It was the summer of 1947, and as Junior Johnson recollects, "I was 16, barefooted, plowing a mule and planting corn for my father when my older brother L.P. drove up to the field and said they were going to have a race over at the new North Wilkesboro Speedway. He wanted me to drive his liquor car, a '40 Ford. All the cars racing at North Wilkesboro then were liquor cars." The Johnson boys had been running moonshine for years, but, says Junior, "I guess L.P. figured I had a little more nerve than the rest of them."
The rest is the stuff of racing lore. Junior, who had hauled his father's homemade whiskey through the foothills of the Blue Ridge Mountains in North Carolina, joined the traveling stock car show that included the likes of Fireball Roberts, Curtis Turner and Little Joe Weatherly, hellions all. They played as wild as they drove, and they didn't care who knew it.
And out of those beginnings NASCAR grew, largely on the strength of that country bad-boy image. By 1965 Johnson, as the sport's quintessential representative, was lionized as The Last American Hero by Tom Wolfe in an Esquire magazine story that has been celebrated ever since. For years NASCAR captivated a faithful, hardcore following, mostly in the Southeast, but was not quite accepted by mainstream America. However, in the '80s that began to change.
Which brings us to the troubles last week in Junior Johnson country. Little North Wilkesboro Speedway, NASCAR's longest-running track, is surely done for. The Winston Cup Series soon will abandon its Ebbets Field. Two terribly rich guys who bought the 40,000-seat speedway last year seem to care little for its deep traditions or maverick spirit; they appear to be interested only in stripping the place of its premium Winston Cup race dates, in April and September, and moving them to bigger tracks in larger cities. With the end of the First Union 400, which was run at North Wilkesboro on Sunday, died another little piece of NASCAR's once-endearing outlaw soul.

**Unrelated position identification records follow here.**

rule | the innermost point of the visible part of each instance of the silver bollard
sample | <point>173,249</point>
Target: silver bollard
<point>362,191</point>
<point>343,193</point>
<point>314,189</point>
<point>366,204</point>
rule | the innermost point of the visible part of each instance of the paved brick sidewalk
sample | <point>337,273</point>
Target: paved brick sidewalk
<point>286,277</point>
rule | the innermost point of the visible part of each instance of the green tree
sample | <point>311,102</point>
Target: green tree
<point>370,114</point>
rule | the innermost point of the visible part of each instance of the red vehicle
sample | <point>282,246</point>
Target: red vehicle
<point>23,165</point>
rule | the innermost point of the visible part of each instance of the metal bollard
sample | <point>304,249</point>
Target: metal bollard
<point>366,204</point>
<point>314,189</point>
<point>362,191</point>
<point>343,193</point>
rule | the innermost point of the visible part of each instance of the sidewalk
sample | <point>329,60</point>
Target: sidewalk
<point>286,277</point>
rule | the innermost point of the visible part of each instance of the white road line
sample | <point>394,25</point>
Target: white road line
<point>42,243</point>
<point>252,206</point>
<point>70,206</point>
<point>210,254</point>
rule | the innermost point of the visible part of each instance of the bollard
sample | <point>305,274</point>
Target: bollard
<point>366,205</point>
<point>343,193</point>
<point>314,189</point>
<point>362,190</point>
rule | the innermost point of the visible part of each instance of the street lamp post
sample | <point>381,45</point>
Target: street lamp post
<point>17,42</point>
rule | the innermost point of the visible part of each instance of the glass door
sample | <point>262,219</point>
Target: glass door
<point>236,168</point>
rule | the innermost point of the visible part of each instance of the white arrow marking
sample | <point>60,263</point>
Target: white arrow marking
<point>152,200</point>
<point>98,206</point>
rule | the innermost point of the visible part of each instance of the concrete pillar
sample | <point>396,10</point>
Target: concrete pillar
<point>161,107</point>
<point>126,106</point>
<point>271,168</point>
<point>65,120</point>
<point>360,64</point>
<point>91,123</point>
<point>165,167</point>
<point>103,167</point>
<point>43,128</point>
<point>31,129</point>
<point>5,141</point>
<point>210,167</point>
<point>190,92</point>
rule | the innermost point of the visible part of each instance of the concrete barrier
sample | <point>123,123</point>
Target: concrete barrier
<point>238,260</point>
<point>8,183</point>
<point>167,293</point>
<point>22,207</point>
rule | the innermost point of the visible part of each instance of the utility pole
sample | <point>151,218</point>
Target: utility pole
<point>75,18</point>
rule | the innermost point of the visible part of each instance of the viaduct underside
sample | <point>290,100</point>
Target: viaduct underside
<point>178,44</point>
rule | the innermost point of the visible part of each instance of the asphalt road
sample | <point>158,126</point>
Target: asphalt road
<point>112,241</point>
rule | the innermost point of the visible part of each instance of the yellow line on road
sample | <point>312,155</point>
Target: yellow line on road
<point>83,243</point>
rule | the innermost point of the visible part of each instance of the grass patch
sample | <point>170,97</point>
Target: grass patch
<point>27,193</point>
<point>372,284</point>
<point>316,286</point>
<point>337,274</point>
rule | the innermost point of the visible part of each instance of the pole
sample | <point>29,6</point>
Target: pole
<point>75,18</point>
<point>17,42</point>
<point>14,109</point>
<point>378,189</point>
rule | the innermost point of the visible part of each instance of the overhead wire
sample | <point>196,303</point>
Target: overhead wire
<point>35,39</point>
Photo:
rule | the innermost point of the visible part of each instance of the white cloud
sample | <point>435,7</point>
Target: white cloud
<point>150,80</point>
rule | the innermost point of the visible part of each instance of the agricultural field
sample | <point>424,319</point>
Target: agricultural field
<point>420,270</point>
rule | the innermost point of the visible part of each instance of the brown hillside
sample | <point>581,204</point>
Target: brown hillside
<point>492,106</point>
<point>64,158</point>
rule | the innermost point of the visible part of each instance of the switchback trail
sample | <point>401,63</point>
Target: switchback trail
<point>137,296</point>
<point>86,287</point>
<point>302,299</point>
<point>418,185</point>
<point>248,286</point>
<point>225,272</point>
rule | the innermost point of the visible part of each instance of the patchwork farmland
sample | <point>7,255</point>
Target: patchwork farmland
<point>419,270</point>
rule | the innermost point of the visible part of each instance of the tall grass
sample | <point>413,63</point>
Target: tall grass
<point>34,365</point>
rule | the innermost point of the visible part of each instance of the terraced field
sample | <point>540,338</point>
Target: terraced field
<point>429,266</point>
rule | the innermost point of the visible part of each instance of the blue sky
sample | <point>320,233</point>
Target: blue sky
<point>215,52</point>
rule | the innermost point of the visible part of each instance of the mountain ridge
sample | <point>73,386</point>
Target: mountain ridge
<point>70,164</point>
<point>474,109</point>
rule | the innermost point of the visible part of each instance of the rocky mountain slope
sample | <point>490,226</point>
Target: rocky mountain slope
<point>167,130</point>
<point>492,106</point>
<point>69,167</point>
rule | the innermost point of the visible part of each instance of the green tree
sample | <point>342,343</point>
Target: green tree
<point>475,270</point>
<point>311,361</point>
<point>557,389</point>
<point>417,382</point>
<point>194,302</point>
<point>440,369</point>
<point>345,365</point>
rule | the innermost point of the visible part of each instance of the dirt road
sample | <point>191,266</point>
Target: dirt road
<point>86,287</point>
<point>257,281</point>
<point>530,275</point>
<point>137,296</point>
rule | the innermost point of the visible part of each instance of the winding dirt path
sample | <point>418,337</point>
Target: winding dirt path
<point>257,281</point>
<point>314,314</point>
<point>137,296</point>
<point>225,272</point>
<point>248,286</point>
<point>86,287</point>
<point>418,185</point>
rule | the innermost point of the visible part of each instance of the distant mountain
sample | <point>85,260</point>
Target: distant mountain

"The sport has lost what got it here," says Johnson. "It got here on the strength of the people who had the willpower and honesty that America is made out of. Now, it's running solely on money."
There is no bitterness in him, just the cool observations of a man who won 50 races as a driver and 139 more as a car owner before selling his race team at the end of last season. The sport was very good to Johnson, who retired to a mansion on a farm barely three miles from his old home and 12 miles from the track he made famous. But he laments what has happened to NASCAR nonetheless.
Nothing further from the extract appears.